As with any clinical test, understanding the spectrum of background noise within a given genetic test is critical to interpreting test results. Specifically, systematic evaluation of a genetic test’s “signal-to-noise” ratio is critical to determining whether an identified variant of undetermined significance might be the biomarker responsible for disease or whether it is a rare genetic variant with no relevance to the disease in question. Although two decades of research have been dedicated to the identification and characterization of disease-susceptibility mutations, only recently has background genetic variation in SCD-predisposing diseases been evaluated systematically.
Long QT syndrome
Congenital LQTS, with a prevalence as high as 1 in 2,500 persons, comprises a group of cardiac channelopathies characterized by delayed cardiac repolarization and increased risk for syncope, seizures, and SCD. Accurate diagnosis of LQTS is a challenge because disease-afflicted individuals may or may not manifest QT prolongation on a resting 12-lead surface electrocardiogram. More than 1,000 distinct mutations have been identified in 13 LQTS-susceptibility genes; however, approximately 70 to 75% of clinically robust LQTS is due to mutations residing in three genes: the KCNQ1-encoded IKs potassium channel (Kv7.1, LQT1), the KCNH2-encoded IKr potassium channel (Kv11.1, LQT2), and the SCN5A-encoded INa sodium channel (Nav1.5, LQT3) (ref. 2). These mutations result in perturbed channel function or trafficking and pathologically disturb the resulting cardiac action potential. All clinically available LQTS genetic tests include these three major disease-susceptibility genes, and a patient with a robust clinical diagnosis of LQTS has a 75% chance that a rare mutation will be found in one of these genes.3
We have recently shown that the background rate of rare, amino acid-or protein-altering genetic variants for KCNQ1, KCNH2, and SCN5A in ostensibly healthy individuals is approximately 5% (ref. 4). Radical mutations that significantly altered the channel protein, such as insertions or deletions, splice-site mutations, or nonsense mutations that result in premature protein truncation, were strongly associated with LQTS causality if identified in any of these three genes. This is reflected in a high estimated predictive value (EPV), namely, >99%, that a genetic test positive for these mutations is disease-associated. Conversely, genetic tests positive for missense mutations, which alter a single amino acid, were also strongly associated with LQTS when localizing to Kv7.1 and Kv11.1.

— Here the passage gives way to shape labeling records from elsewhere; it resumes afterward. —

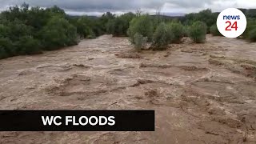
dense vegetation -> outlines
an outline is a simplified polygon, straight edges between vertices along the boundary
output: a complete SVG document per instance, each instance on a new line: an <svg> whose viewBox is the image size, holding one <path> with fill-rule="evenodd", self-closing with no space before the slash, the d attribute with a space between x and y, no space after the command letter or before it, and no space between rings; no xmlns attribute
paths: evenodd
<svg viewBox="0 0 256 144"><path fill-rule="evenodd" d="M255 42L255 10L242 10L248 18L242 38ZM24 3L0 14L0 58L54 50L105 34L129 36L138 50L148 42L153 50L165 50L169 44L182 42L185 36L204 42L206 33L221 35L215 24L218 14L208 9L177 18L140 12L79 17L69 16L57 6L42 9Z"/></svg>

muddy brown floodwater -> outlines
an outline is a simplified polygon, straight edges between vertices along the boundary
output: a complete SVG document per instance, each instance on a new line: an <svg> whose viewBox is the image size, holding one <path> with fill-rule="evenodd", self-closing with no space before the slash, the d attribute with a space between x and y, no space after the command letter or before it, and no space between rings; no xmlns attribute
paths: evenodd
<svg viewBox="0 0 256 144"><path fill-rule="evenodd" d="M255 43L132 50L104 35L0 60L0 109L155 110L155 132L1 132L0 143L256 142Z"/></svg>

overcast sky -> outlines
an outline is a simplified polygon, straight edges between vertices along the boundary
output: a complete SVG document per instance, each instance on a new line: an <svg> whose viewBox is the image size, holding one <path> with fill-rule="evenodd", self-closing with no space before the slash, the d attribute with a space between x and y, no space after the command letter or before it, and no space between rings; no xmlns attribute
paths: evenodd
<svg viewBox="0 0 256 144"><path fill-rule="evenodd" d="M221 11L229 7L256 8L256 0L0 0L0 10L23 2L33 6L54 5L70 14L99 15L106 11L120 14L140 9L144 12L191 13L210 8Z"/></svg>

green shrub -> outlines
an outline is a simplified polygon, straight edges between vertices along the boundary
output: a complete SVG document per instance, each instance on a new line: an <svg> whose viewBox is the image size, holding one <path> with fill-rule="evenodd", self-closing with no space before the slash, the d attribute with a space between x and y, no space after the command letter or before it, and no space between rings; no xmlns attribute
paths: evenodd
<svg viewBox="0 0 256 144"><path fill-rule="evenodd" d="M14 46L14 42L8 38L0 38L0 47L2 49L1 51L4 54L3 55L14 56L17 54L16 47Z"/></svg>
<svg viewBox="0 0 256 144"><path fill-rule="evenodd" d="M256 42L256 27L249 32L248 38L252 42Z"/></svg>
<svg viewBox="0 0 256 144"><path fill-rule="evenodd" d="M222 34L218 31L217 25L213 25L210 29L210 34L213 36L222 36Z"/></svg>
<svg viewBox="0 0 256 144"><path fill-rule="evenodd" d="M183 26L183 37L189 37L190 26Z"/></svg>
<svg viewBox="0 0 256 144"><path fill-rule="evenodd" d="M184 36L184 28L182 24L180 22L172 22L169 26L170 27L171 32L174 35L172 42L180 43Z"/></svg>
<svg viewBox="0 0 256 144"><path fill-rule="evenodd" d="M58 17L53 18L41 32L44 49L56 50L61 46L78 43L76 28L68 21Z"/></svg>
<svg viewBox="0 0 256 144"><path fill-rule="evenodd" d="M113 36L127 36L130 22L134 17L133 13L127 13L110 20L106 24L107 33Z"/></svg>
<svg viewBox="0 0 256 144"><path fill-rule="evenodd" d="M134 48L138 51L141 50L142 48L145 47L145 46L146 44L146 41L147 41L147 38L146 37L143 37L139 33L136 33L134 34L133 39L134 41Z"/></svg>
<svg viewBox="0 0 256 144"><path fill-rule="evenodd" d="M152 19L149 15L136 17L130 22L127 34L132 43L134 43L134 38L137 33L146 37L148 42L152 42L154 26Z"/></svg>
<svg viewBox="0 0 256 144"><path fill-rule="evenodd" d="M174 36L172 35L171 29L167 26L164 22L159 24L155 30L153 37L152 47L154 50L166 50L173 41Z"/></svg>
<svg viewBox="0 0 256 144"><path fill-rule="evenodd" d="M207 26L202 22L195 22L190 26L190 38L196 43L202 43L206 39Z"/></svg>

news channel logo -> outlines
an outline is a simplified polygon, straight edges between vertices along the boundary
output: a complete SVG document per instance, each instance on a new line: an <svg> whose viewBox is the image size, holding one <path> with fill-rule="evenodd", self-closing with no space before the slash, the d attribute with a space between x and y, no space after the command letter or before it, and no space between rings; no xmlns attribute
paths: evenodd
<svg viewBox="0 0 256 144"><path fill-rule="evenodd" d="M246 30L246 15L238 9L228 8L222 11L217 18L218 31L226 38L238 38Z"/></svg>

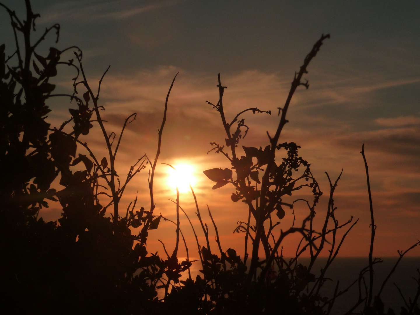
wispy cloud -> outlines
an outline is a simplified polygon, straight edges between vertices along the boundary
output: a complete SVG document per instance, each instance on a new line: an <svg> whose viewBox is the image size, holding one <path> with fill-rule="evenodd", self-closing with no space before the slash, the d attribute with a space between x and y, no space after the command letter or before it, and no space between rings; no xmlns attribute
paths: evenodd
<svg viewBox="0 0 420 315"><path fill-rule="evenodd" d="M376 123L386 127L401 127L420 124L420 117L414 116L401 116L394 118L378 118Z"/></svg>
<svg viewBox="0 0 420 315"><path fill-rule="evenodd" d="M48 23L72 19L89 23L100 19L122 20L173 5L183 0L140 2L118 0L104 2L85 0L60 2L42 12L40 21Z"/></svg>

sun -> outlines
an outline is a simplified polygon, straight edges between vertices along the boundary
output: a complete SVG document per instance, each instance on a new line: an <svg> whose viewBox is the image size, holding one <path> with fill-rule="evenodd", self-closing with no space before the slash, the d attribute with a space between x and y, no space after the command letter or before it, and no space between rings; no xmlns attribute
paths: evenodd
<svg viewBox="0 0 420 315"><path fill-rule="evenodd" d="M193 186L197 181L194 175L194 168L190 164L178 164L173 167L176 171L171 168L168 171L169 186L176 189L178 185L180 192L189 191L190 184Z"/></svg>

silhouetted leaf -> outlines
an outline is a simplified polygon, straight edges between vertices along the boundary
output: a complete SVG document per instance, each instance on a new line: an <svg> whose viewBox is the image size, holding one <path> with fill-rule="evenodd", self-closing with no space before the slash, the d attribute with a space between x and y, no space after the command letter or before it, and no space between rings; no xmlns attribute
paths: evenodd
<svg viewBox="0 0 420 315"><path fill-rule="evenodd" d="M108 166L108 161L105 157L104 157L101 160L101 166L102 166L102 168L105 168Z"/></svg>
<svg viewBox="0 0 420 315"><path fill-rule="evenodd" d="M44 68L47 67L47 60L45 58L42 56L40 56L34 51L34 55L37 58L38 61L41 63L41 64L42 65Z"/></svg>
<svg viewBox="0 0 420 315"><path fill-rule="evenodd" d="M234 202L236 202L239 201L239 197L237 194L235 194L234 192L232 193L232 195L231 196L231 199Z"/></svg>
<svg viewBox="0 0 420 315"><path fill-rule="evenodd" d="M277 215L277 217L278 217L280 220L281 220L284 218L284 216L286 215L286 213L284 212L284 210L283 210L283 208L281 207L281 206L278 206L277 209L277 212L276 214Z"/></svg>
<svg viewBox="0 0 420 315"><path fill-rule="evenodd" d="M260 179L258 178L258 171L255 171L249 173L249 177L258 184L260 184Z"/></svg>
<svg viewBox="0 0 420 315"><path fill-rule="evenodd" d="M253 158L256 158L258 155L259 152L258 149L257 148L255 148L253 147L246 147L242 146L242 148L244 149L244 151L245 152L245 154L248 156L252 156Z"/></svg>
<svg viewBox="0 0 420 315"><path fill-rule="evenodd" d="M203 173L213 181L221 181L232 178L232 170L227 168L224 170L221 168L212 168L205 171Z"/></svg>
<svg viewBox="0 0 420 315"><path fill-rule="evenodd" d="M216 189L218 188L220 188L221 187L223 187L224 186L228 184L229 182L226 181L220 181L216 183L216 184L213 186L212 189Z"/></svg>
<svg viewBox="0 0 420 315"><path fill-rule="evenodd" d="M201 252L203 254L203 260L211 260L212 259L211 252L207 249L205 246L201 248Z"/></svg>
<svg viewBox="0 0 420 315"><path fill-rule="evenodd" d="M158 217L150 223L149 226L149 230L156 230L159 226L159 223L160 222L160 217Z"/></svg>
<svg viewBox="0 0 420 315"><path fill-rule="evenodd" d="M37 73L37 74L38 75L41 75L41 73L39 72L39 68L37 66L37 64L35 63L35 60L32 60L32 65L34 66L34 69L35 70L35 72Z"/></svg>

Specifically, Kv7.1 missense mutations demonstrated an EPV of 71% when found in the N-terminal domain, whereas mutations outside of this domain had an EPV ranging from 94 to 100%. Kv11.1 missense mutations localizing to the N terminus (outside the perarnt-sim–associated C-terminal (PAS/PAC) domain) or the C terminus (outside the cyclic nucleotide-binding cyclic nucleotide-binding domain (cNBD)) were of questionable disease association, demonstrating EPVs of 26% and 56%, respectively. Kv11.1 mutations elsewhere had a 74 to 100% probability of being a LQTS-causative mutation when identified in a patient with a robust LQTS phenotype.
Missense SCN5A mutations were more likely associated with disease causality when localizing to transmembrane/linker domain (EPV 88%) or the C terminus (EPV 75%) of Nav1.5. Importantly, the pathogenicity of a missense mutation localizing to either the domain I–II or the domain II–III cytoplasmic linker loops within Nav1.5 cannot be predicted. Overall, among the missense mutations, those localizing to the pore regions of any of these three channels were associated with the highest likelihood of disease pathogenicity. These findings are summarized in Figure 1.
Figure 1.
Algorithm for interpreting a positive genetic test for long QT syndrome (LQTS). Radical mutations that significantly alter the coding protein, such as insertions or deletions, alteration of the intron or exon splice sites, and nonsense mutations that introduce a premature protein truncation, are probably LQTS-associated. Missense mutations localizing to KCNQ1-encoded Kv7.1 (within the TM/ linker/pore or the SA domain), KCNH2-encoded Kv11.1 (within the PAS/PAC, TM/linker/pore, or the cNBD domains), and SCN5A-encoded Nav1.5 (within the TM/linker or the C-terminal domains) are associated with LQTS. Mutations localizing outside these specific domains of Kv11.1 and Nav1.5 are of uncertain disease significance. cNBD, cyclic nucleotide-binding domain; PAS/PAC, per-arnt-sim–associated C-terminal; SA, subunit assembly; TM, transmembrane.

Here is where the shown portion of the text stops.